Son yüzyılda Orta Doğu ile Batı Avrupa arasında ekonomik ve ticari yakınlık artmıştır. Orta doğu'nun petrolüne karşılık mamül madde ve çok çeşitli gıda maddelerinin ticareti kara yolu ile ülkemiz üzerinden yapılmaktadır. Ayrıca Karadeniz'e kıyısı bulunan ülkelerin Orta Doğu ve Batı ile olan deniz ticareti boğazlar yolu ile yapılmaktadır.

Türkiye farklı siyasi yönetimlere sahip ülkelerin arasında yer alır ve bu ülkelerle ortak sınırlara sahip bir ülke durumundadır. Bununda dünyada başka örneği yoktur.Bu durum ülkemizin önemini her konuda arttırır.

Türkiye II.Dünya Savaşı'ndan sonra kurulan "NATO" nun üyesidir. Bu topluluk Avrupa ile Kuzey Amerika ülkelerininortak savunma için kurduğu bir topluluktur. Türkiye Nato2ya 1952 yılında katılmıştır. Ülkemiz batı ülkeleriyle sıkı bir işbirliği içindedir.

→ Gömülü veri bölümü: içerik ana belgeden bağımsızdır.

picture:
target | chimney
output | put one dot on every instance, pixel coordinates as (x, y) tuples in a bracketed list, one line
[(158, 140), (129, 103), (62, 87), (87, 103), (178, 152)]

Türkiye müslüman bir ülke olduğundan islam devletleriyle de bağlarını geliştirmek ve bu ülkelerle işbirliği içinde bulunmak için 1969 yılında İslam Konferansı Teşkilatı'na üye olmuştur. Ayrıca Karadeniz Ekonomik İşbiliği Teşkilatının da kurucularındandır.

Türkiye, 185 dünya ülkesi içinde nüfus itibarıyla 16′ncı, toprak büyüklüğü itibarıyla 32′nci ve ekonomik gücü itibarıyla 16′ncı sırada olan bir dünya devletidir. Türkiye, jeopolitik ve jeostratejik mevkii itibarıyla;

• Dünyanın en önemli petrol rezervlerine sahip Orta Doğu ve Hazar Havzası,
• Önemli deniz ulaştırma yollarının kavşağı durumunda bulunan Akdeniz Havzası,
• Tarihte her zaman önemini sürdürmüş olan Karadeniz Havzası ve Türk Boğazları,
• SSCB ve Yugoslavya’nın dağılması sonucu yapısal değişikliklere uğrayan Balkanlar,
• Etnik çatışmalar yanında, zengin tabiî kaynaklara sahip Kafkasya ve bunun daha ötesinde Orta Asya’nın oluşturduğu coğrafyanın merkezinde etkili bir konumda bulunmaktadır.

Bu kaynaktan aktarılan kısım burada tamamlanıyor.